Due recentissime indagini (ISFOL sulla formazione continua e CENSIS sulla valorizzazione delle competenze da parte delle imprese) evidenziano la stessa semplice realtà: le imprese, poche purtroppo, che hanno messo in atto processi di innovazione oggi sono quelle che crescono economicamente, aumentano l’occupazione, domandano nuove competenze. Una politica economica e industriale che intenda promuovere e sostenere i processi di innovazione deve quindi essere in grado di rispondere alla nuova domanda di competenze proveniente dalle imprese che si riposizionano per fronteggiare la crisi e al bisogno dei lavoratori di valorizzazione e sviluppare le proprie competenze per rafforzare la propria posizione nel posto e nel mercato del lavoro.
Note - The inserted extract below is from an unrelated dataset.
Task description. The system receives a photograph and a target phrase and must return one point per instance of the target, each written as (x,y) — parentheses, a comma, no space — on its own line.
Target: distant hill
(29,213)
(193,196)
Con buona pace del senatore Sacconi, non possiamo allora permetterci di perdere l’opportunità di costruire un sistema integrato dell’apprendimento permanete. Il sistema pubblico nazionale della certificazione delle competenze e le reti territoriali dell’apprendimento permanente – il cui compito è realizzare una programmazione integrata delle risorse, dell’offerta e dei servizi dell’apprendimento permanente – sono infatti gli strumenti indispensabili per realizzare concretamente una strategia di innalzamento delle competenze coerente con lo sviluppo dell’innovazione e dell’occupazione.